Incremental deliver also limits the financial risk of product failure. If you find your customers aren’t finding value in that first iteration, maybe you are building the wrong product. You can change course, or even cancel, before you have huge sunk costs. The cost of failure is lower because you have lower sunk cost in the development.
This second value curve is most applicable for custom software development which can be delivered incrementally. This is most often found in custom developments but the concept is not limited to custom software development. Commercial software applications can be delivered as “applets,” which, if they gain a foothold, can be built upon into full blown applications, or abandoned if they flop. Products can be delivered as refreshes of prior products, limiting the total investment and risk of a full scale new product development.
These two objectives of Agile are important because each organization is slightly different, and the implementation of Agile tools should, like the product development they are intended to support, focus on providing value within the specific context. By being clear about your goals, flattening the cost of change curve, and minimizing design in progress costs and risks, you can be more intentional with what agile tools to implement, and when. It isn’t really about process, it is about the goal, and so long as you understand that, it really is OK to pick and choose the process which best fits your context.

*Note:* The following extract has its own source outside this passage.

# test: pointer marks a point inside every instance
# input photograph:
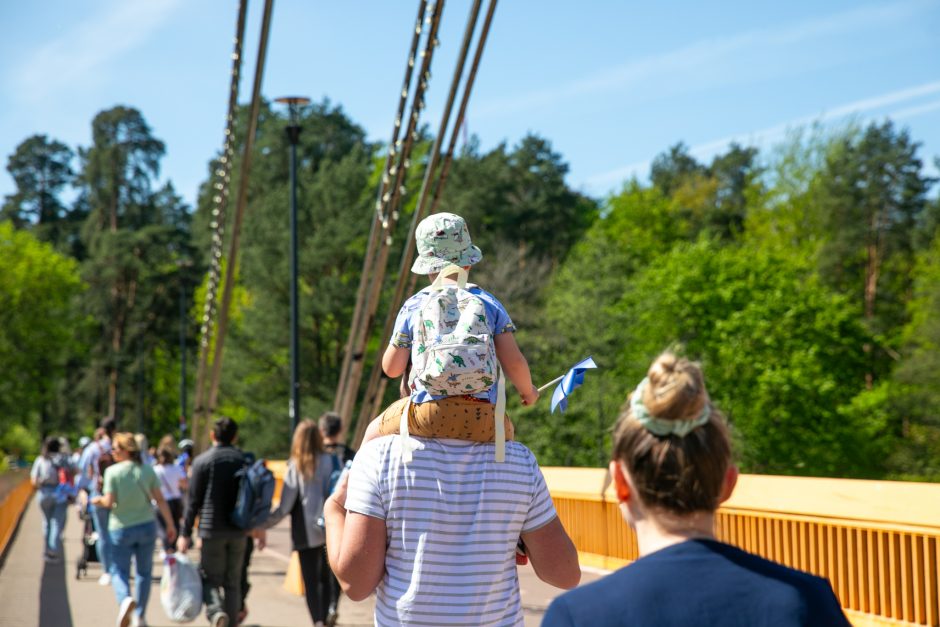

Is that all there is to agile?
No, there are voluminous books on the subject. Many focus on a specific set of (sometimes trademarked) processes. A few go beyond the recipe level, to address the why behind the what. My favorite reads on the subject are James A. Highsmith, Adaptive Software Development, and while not focused on agile per se, my other favorite read, which I think gets much more to the theory base underlying effective product development is Donald Reinersten’s Managing the Design Factory. But discussion of those goes well beyond the goals of a 30 second elevator speech.